ERIC, which represents large employers on employee benefit policies, called on regulators to impose “reasonable cooperation requirements” on PBMs, plan administrators and insurers who administer health plans. The groups have suggested the rule be revised to confirm that disclosures by brokers and consultants to employer-sponsored health plans include data on drug benefits and drug costs.

Employers should be able to get more information about the prices paid by their own plans, said Katy Johnson, senior health policy attorney at the American Benefits Council. Plan sponsors sometimes struggle to get information about rebates paid to their drug benefit managers, she said.

Agencies currently allow PBMs and third-party administrators to aggregate their information across all of their health-insured populations, Johnson said. “So that means I won’t necessarily get specific shot-by-shot information.” If a plan sponsor wants their own plan-specific information, they should be able to get it to make plan design decisions, the CBA said in its letter. The CBA represents large employers who sponsor employee benefits such as health care and pension plans.

Insurers say they don’t know what employers are paying. AHIP, which represents commercial health insurers, noted its members do not have information on the share of premiums that employers pay on behalf of their employees. “The plans have no way to separate the amount employees contribute or the information to derive it.”

“Net Zero Impact”

The PBM industry counters that it shouldn’t report anything. The Pharmaceutical Care Management Association, which represents PBMs, said in its commentary letter that the rule goes beyond the agencies’ statutory authority and called for “amounts withheld by PBMs” to be excluded.

“As a form of PBM compensation, amounts retained by PBMs and not transferred to the plan have a net zero impact on premiums,” he said.

Other industry sectors say they need to know what PBMs charge and spend on drugs. Pharmaceutical Research and Manufacturers of America (PhRMA), which represents drug manufacturers, noted “PBMs and health plans typically do not share manufacturer discounts directly with patients at the point of sale. Instead, plans and PBMs can take advantage of these substantial discounts while often requiring patients to pay high deductibles and coinsurance based on a drug’s full list price.

PhRMA said regulators should require adequate data to accurately understand how much health plans and PBMs are spending on prescription drugs.

Direct reductions

The Campaign for Sustainable Rx Pricing (CSRxP) noted Drug manufacturers should be required to report the discounts they offer to low-income patients.
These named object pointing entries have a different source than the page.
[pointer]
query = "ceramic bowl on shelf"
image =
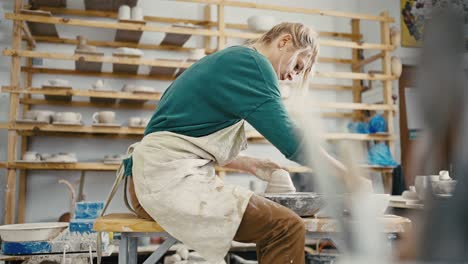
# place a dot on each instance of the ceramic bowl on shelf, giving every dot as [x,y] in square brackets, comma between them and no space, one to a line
[261,23]
[443,187]
[421,183]
[31,231]
[128,88]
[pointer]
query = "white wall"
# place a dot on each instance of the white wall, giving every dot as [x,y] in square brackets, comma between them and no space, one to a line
[47,200]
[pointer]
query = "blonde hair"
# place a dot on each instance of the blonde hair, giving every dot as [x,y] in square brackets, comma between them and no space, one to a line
[302,37]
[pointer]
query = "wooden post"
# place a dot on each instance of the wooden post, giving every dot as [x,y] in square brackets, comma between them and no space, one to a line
[10,188]
[24,147]
[356,58]
[387,90]
[207,17]
[221,26]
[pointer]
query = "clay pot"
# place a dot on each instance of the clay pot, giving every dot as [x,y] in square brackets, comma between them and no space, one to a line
[395,37]
[83,44]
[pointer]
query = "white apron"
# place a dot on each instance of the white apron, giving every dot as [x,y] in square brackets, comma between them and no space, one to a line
[175,182]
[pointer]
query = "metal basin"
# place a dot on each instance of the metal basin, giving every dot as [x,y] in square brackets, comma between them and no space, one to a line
[303,204]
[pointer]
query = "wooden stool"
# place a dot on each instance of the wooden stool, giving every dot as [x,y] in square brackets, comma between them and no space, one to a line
[131,227]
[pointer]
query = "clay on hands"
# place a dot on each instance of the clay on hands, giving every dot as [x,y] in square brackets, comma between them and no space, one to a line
[280,182]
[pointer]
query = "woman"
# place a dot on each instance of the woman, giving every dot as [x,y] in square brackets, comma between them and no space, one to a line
[199,123]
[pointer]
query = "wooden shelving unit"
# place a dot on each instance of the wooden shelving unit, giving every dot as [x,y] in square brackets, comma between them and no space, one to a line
[31,26]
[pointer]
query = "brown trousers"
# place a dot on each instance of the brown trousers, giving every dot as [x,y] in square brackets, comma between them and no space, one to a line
[278,232]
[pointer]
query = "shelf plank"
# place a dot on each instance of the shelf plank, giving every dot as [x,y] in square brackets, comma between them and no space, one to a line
[319,86]
[355,76]
[52,71]
[99,166]
[288,9]
[50,3]
[84,93]
[252,135]
[94,58]
[88,166]
[108,25]
[118,44]
[108,5]
[179,31]
[38,28]
[356,106]
[360,137]
[132,96]
[255,135]
[146,106]
[114,44]
[322,42]
[85,129]
[172,63]
[172,20]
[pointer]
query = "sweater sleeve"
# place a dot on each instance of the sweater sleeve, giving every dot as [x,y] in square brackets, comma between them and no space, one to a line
[272,121]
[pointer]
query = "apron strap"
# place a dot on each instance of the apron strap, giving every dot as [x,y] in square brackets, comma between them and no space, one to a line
[120,175]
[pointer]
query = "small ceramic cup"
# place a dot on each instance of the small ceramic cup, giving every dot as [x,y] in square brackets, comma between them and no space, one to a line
[99,85]
[31,156]
[44,116]
[104,117]
[137,13]
[144,122]
[30,115]
[197,54]
[58,82]
[124,12]
[134,121]
[67,117]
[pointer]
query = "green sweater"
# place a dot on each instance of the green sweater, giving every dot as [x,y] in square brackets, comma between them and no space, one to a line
[220,90]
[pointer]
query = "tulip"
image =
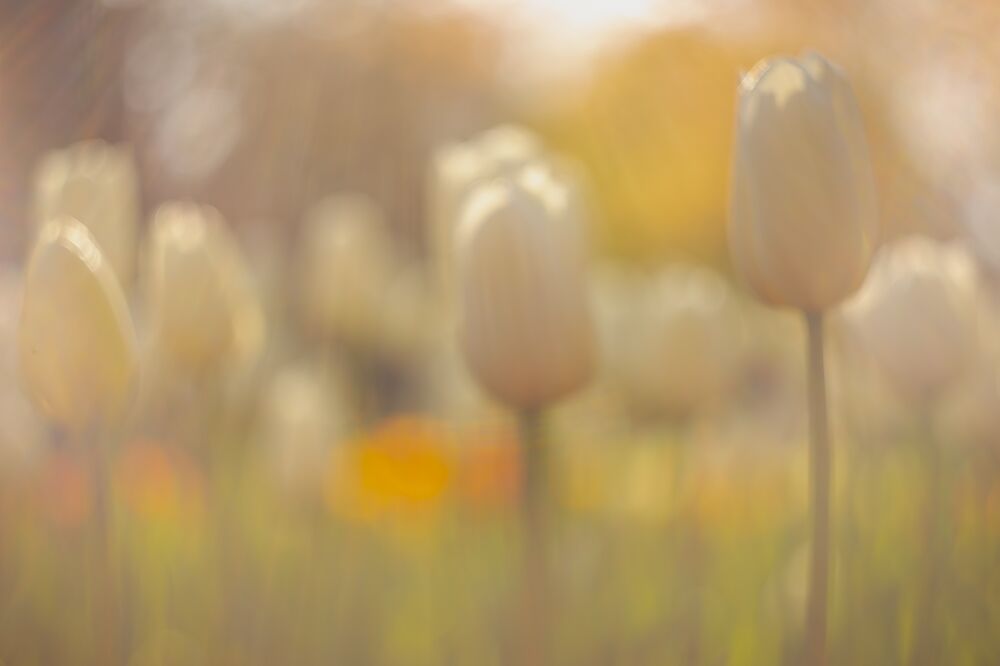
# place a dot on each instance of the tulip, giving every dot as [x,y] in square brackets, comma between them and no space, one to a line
[458,169]
[97,184]
[204,311]
[803,223]
[77,345]
[346,267]
[678,350]
[803,226]
[525,331]
[916,316]
[524,324]
[78,358]
[303,416]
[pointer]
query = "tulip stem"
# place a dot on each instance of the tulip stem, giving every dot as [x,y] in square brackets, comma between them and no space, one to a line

The group says these patient assistance programs are often a tactic “to increase sales” of a particular drug. Making these discounts public “would better ensure that third-party assistance directly benefits patients and does not just cover up unnecessarily high drug prices.”

Jon Conradi, group communications director, said drugmaker list price transparency was also a priority. “We’ve seen the public pressure that comes with a brand name company having to defend or justify the prices they set either as introductory prices for new drugs or as price increases on products,” he said.

He cited the price reduction recently announced by biogenic for its Alzheimer’s drug Aduhelm. Biogen initially priced the drug at $56,000 a year, but later cut the cost in half after HHS ordered a review of Medicare premium hikes tied to the drug.